I had to go to immigration in Sakai to deal with my visa. Miki had some business at Customs next door, so I went along. We were met by a guy in a suit and hardhat, perhaps one of my favorite fashion combinations. I wasn't as fancily dressed, though I did have my white gloves and a crowbar, with which I began to crack open the slats of this cheap wooden crate. (In the Golan-Globus version, I'm a Columbian cocaine dealer, looking to poison the minds of young Americans. In the modern Bruckheimer version, I'm a Muslim fundammentalist looking to poison the water supply. The beards remain the constant.) A couple other officers started their Keystone Kustom Kops act, arbitrairily taking out bags and making sure that the merchandise matched what was on the invoice. After watching for a few minutes, it dawned on me that Customs officers are the lowest rung on bureaucracy's ladder. The older, sterner of the two (let's call him Hardy) held the bags open with his left hand while he wielded a metal detector held in his right. It beeped. With a puzzled look on his face, he ran the detector over the bags again, with the same result. Beep. Again. Beep. Finally, his younger, greener partner (who we'll call Laurel) brought an important point to his attention. As he waved the wand, he was swinging it over his wristwatch. This is where my private S&M act kicked in, biting my check in order to stiffle the giggles. And with each subsequent action on their part, my inner mirth increased, nearly bubbling over into guffaws when Hardy held up a pair of shoes he'd been examining and said with all seriousness, "You know, these would go well with that dress you brought in last month." This day was no doubt the best time I've ever had at Customs.

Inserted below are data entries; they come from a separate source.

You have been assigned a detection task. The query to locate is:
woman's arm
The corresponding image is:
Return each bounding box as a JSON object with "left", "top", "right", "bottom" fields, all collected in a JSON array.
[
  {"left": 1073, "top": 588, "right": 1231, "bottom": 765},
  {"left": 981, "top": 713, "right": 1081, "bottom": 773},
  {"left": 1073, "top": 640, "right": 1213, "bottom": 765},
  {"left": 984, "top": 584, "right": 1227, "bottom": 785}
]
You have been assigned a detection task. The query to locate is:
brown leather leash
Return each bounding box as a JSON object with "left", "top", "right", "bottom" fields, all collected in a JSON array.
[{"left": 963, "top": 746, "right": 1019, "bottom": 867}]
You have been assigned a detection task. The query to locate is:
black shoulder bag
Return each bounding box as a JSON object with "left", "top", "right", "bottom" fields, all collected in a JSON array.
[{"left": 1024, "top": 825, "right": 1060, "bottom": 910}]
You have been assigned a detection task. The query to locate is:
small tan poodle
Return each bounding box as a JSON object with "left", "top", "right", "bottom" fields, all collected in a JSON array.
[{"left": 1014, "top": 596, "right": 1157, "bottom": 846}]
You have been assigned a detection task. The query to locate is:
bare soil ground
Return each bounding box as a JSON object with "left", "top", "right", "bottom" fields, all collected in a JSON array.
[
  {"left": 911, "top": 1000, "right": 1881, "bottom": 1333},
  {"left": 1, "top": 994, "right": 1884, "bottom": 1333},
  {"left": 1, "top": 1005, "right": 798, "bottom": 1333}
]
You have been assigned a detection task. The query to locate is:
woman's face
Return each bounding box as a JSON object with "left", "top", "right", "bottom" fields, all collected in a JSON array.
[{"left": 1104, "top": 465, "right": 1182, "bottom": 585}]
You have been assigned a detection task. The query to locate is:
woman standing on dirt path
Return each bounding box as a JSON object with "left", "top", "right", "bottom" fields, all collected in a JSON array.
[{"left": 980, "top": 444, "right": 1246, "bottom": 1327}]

My worst was when I came back from Sri Lanka. I'd decided to celebrate my last evening in country by sitting on the patio of Colombo's Galle Face Hotel, dining on lobster thermidor and watching the sun slide into the Arabian Sea. The menu carefully listed the spices used in the preparation, but it neglected to mention a certain micro-organism. My flight left at 2 am (all flights departing Colombo leave after dark, in order to avoid surface-to-air missle attacks), the first of 4 two-hour flights, from Colombo to Bangkok to Hong Kong to Taipei to Osaka. I was running a low fever by the time I hit Thailand, vomited in Hong Kong airport. This was at the time of SARS, so I was really worried that I wouldn't be able to get back into Japan. However, I cleared quarantine and immigration without problem. Then I hit Customs. Let me interject here that my appearance isn't the usual "token language walla" look found on most NOVA posters. I've had my bags looked through on many occasions, but this was the first time I'd actually been pulled into my own special room of simply a table and four white walls, one for each of the agents, I guess. The senior rambled off his questions while the others looked through my gear. On this trip, I'd picked up some pretty unusual stuff, the kinds of things that are probably used as props in Smuggler's 101: hollow Buddhas, bamboo flute, coconut hollowed out to contain rice, and a novelty mystery box which I'd forgotten how to open. It was almost a cliche on places to stash dope. The senior guy kept things light, and we actually talked yoga for a good portion of the twenty minutes I was kept. Luckily, my body cavities were left unliberated. But as I stood, one young officious punk suddenly slapped my front pockets. "What the Fuck!" I was pissed but was right in thinking I'd get home sooner by keeping my mouth-- like all my other orifices-- shut.
By that point, I didn't have the energy for the four-hour bus ride back to the 'Nog. I made it as far as Namba, where I crawled into a capsule and slept like the dead for fourteen hours.

On the turntable: The Cluster Pluckers, "Just Pluck It!"